LNR Precision small transmitting loop

LNR Precision have announced a small transmitting loop for amateur radio.

This article is a revision to take account of recently updated information published by LNR filling in some of the gaps in their original page. It is encouraging to see better product descriptions and measurement data.


The antenna is described at (LNR Precision 2016).

The loop itself appears to be 3/8 Heliax or similar (nominally 9.5mm outer conductor diameter) in a rough circle of 45″ (1.143m) diameter.

Little information is given of the internals, but the promotional material gives a VSWR curve for a matched antenna at 7.065MHz. To their credit, they give the height above ground and ground type for their tests.

The VSWR=3 bandwidth scaled from the graph is 18kHz.

If we assume for a moment that the VSWR measurement was captured at a substantial height above ground, its behavior approaches that of the antenna in free space. Taking the assumption that the published curve is similar to the antenna in free space, we can estimate efficiency based on earlier assumptions. Such antennas very close to ground have a directivity of about 6dB (dependent on ground parameters), and that can be used with efficiency to estimate gain in proximity to ground.

The assumed values and published VSWR curve indicate an antenna system half power bandwidth of 15.6kHz and Q of 453 which implies efficiency of 2.8%.

The actual value for radiation resistance is likely to be with -50-+100% of the free space value used, and that rolls up as an uncertainty of +/-3dB in the calculated efficiency and gain.


For example, Duffy (2014b) analyses the Chameleon M loop. Based on the larger diameter of the conductor (25.4mm) and smaller loop perimeter (2.873m), we might expect it to have a loop inductance of around 61% that of the LNR Precision loop. Lower inductance is one of the factors of the equation for Q, and for half power bandwidth. The smaller loop of larger diameter conductor will tend to have lower Q, wider bandwidth, all else equal. You cannot simply infer relative efficiencies of these antennas based on half power bandwidth alone… any competent antenna designer knows that.


Taking (Milazzo 2014) measurements for 7.1MHz, MinVSWR=1.345, Z at minVSWR=57-j14, BW at VSWR=3 35kHz (from the graph), we can explore the likely efficiency if we assume that radiation resistance was close to that of free space,

Above is the result of a more complete estimate of efficiency that includes not only half power bandwidth, but loop perimeter and conductor diameter. The estimated efficiency at 0.88% is significantly lower than a similar estimate for the LNR Precision loop, some 5dB lower but measurement of field strength from both loops in a relevant setting is the best way to compare performance.

The actual value for radiation resistance is likely to be with -50-+100% of the free space value used, and that rolls up as an uncertainty of +/-3dB in the calculated efficiency and gain.

One could be forgiven for thinking that the market for these type of antennas are hams who aren't much concerned with efficiency, but there remains a small number of hams interested in the technology of radiocommunications.

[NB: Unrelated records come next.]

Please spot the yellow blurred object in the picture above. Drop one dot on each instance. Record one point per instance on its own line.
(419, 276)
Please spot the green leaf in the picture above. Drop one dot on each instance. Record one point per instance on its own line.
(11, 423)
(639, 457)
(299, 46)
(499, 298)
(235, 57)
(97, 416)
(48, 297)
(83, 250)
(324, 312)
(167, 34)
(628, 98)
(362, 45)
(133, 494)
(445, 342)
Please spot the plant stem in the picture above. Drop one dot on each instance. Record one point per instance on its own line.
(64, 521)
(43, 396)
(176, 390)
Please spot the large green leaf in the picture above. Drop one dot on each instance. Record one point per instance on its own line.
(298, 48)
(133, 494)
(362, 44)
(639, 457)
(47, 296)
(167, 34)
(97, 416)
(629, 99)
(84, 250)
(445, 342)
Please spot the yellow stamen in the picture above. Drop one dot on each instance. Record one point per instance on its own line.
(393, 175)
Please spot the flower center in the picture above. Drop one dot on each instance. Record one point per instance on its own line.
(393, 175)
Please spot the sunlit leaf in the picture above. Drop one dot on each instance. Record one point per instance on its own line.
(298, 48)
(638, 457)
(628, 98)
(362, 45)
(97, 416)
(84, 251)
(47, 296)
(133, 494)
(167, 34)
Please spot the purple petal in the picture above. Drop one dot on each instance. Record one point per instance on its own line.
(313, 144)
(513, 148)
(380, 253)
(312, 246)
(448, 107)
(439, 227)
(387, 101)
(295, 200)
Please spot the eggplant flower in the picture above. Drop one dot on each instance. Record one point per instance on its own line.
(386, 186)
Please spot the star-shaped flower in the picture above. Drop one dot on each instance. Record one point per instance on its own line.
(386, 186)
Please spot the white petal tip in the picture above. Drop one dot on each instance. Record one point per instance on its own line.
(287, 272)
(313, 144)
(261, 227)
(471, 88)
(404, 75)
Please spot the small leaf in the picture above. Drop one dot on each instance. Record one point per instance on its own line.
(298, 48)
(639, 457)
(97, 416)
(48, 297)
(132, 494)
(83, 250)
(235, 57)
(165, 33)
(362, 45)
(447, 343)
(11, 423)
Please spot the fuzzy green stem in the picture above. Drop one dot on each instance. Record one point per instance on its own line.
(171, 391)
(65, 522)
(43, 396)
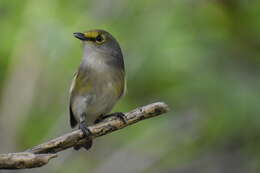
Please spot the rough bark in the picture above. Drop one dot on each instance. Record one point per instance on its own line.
(41, 154)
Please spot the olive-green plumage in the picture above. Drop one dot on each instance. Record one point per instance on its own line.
(100, 79)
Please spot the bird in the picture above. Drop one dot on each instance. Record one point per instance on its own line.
(98, 83)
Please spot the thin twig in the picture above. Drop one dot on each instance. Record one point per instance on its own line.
(40, 155)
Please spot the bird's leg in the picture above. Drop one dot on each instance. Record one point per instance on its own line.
(86, 132)
(119, 115)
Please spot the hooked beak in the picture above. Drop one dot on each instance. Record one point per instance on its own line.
(80, 36)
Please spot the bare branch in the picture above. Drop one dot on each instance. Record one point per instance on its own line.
(36, 156)
(24, 160)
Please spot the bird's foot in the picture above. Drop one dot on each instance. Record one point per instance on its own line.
(84, 129)
(119, 115)
(87, 134)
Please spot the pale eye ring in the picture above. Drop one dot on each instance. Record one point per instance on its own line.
(99, 39)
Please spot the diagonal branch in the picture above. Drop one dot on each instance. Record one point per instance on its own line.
(41, 154)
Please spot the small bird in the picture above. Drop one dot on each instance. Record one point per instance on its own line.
(99, 81)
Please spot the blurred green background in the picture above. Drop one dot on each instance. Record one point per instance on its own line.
(201, 57)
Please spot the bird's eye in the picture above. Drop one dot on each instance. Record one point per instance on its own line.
(99, 39)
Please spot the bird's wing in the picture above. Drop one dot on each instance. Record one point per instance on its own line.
(73, 121)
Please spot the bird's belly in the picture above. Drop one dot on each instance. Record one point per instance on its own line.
(102, 101)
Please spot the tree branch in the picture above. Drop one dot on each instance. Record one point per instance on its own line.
(41, 154)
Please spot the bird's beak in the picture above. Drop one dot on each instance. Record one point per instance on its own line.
(80, 36)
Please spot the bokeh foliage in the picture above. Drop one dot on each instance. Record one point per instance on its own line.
(201, 57)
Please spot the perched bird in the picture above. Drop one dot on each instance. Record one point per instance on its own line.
(99, 81)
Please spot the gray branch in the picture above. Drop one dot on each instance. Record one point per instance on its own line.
(41, 154)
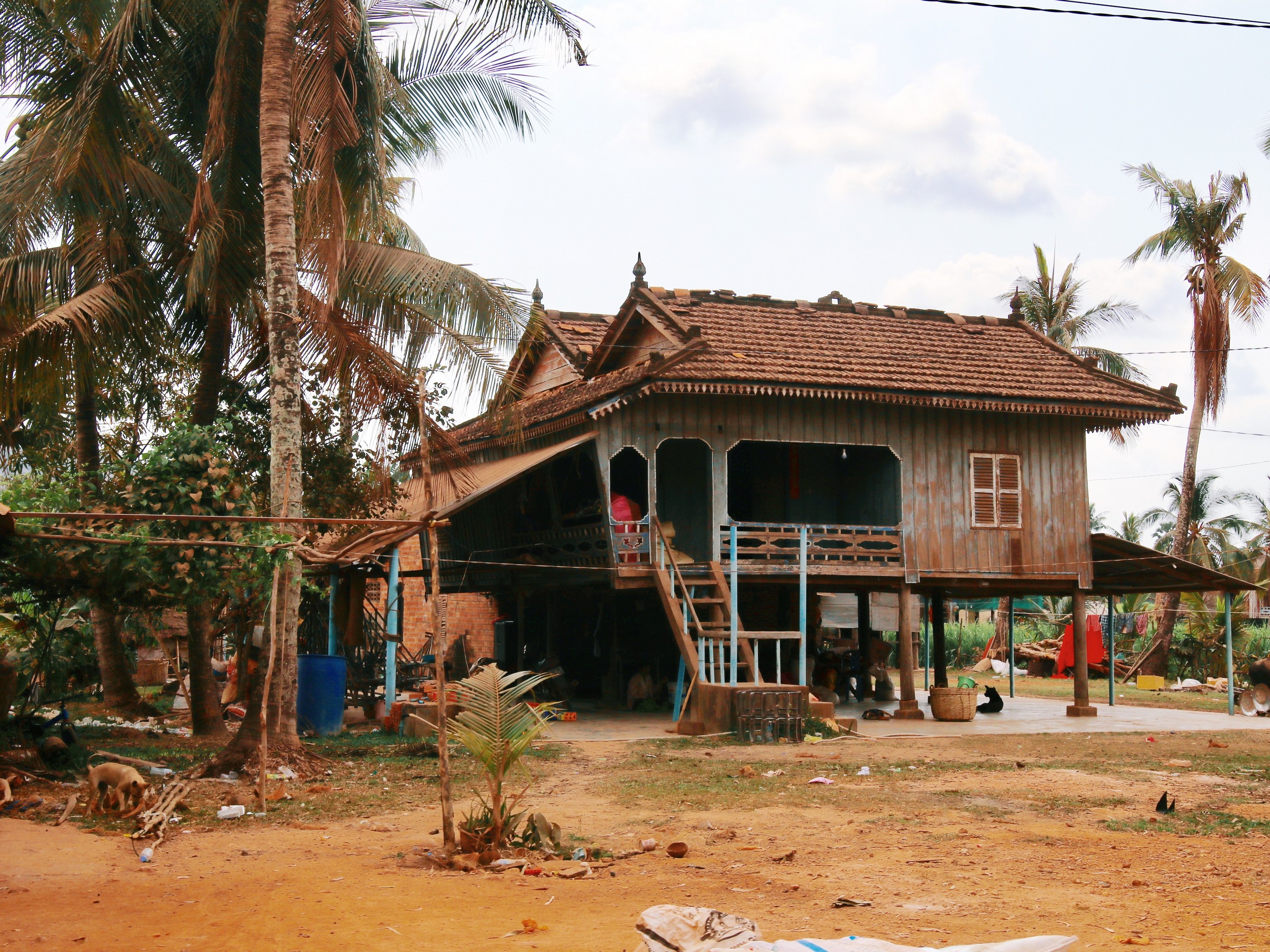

Based on measurements published by both suppliers, it is likely that the LNR Precision loop is significantly better than one of its competitors, the Chameleon M-Loop, but the difference between them cannot simply be inferred from the bandwidth measurements of each.

The calculator Calculate small transmitting loop gain from bandwidth measurement which captures most of the relevant factors, properly applied may provide the basis of a useful comparison between different implementations.

References / links

  • Chameleon. Oct 2014a. CHA M-LOOP Analysis. http://chameleonantenna.com/resources/CHA_M-LOOP_SWR_ANALYSIS.pdf(accessed 30/11/2014).
  • Chameleon. 2014b. CHA M-LOOP. http://chameleonantenna.com/PORTABLE%20ANTENNA/CHA%20M-LOOP/Chameleon%20M-LOOP.html (accessed 30/11/2014).
  • Duffy, O. May 2014. Small transmitting loop calculators – a comparison. https://owenduffy.net/blog/?p=1693.
  • Duffy, O. Nov 2014b. Chameleon CHA M-LOOP. https://owenduffy.net/blog/?p=2999.
  • Efficiency and gain of Small Transmitting Loops (STL)
  • LNR Precision. 2016, W4OP Small Transmit/Receive Loop. http://www.lnrprecision.com/loop-antennas/
  • Milazzo, C. May 2015. Chameleon CHA F-Loop Antenna Parameters: 5-30 MHz. http://www.qsl.net/kp4md/chafloop.htm.
  • Small transmitting loops
  • Yates, S. April 2009. Small Magnetic Loop Antenna Calculator ver. 1.22a.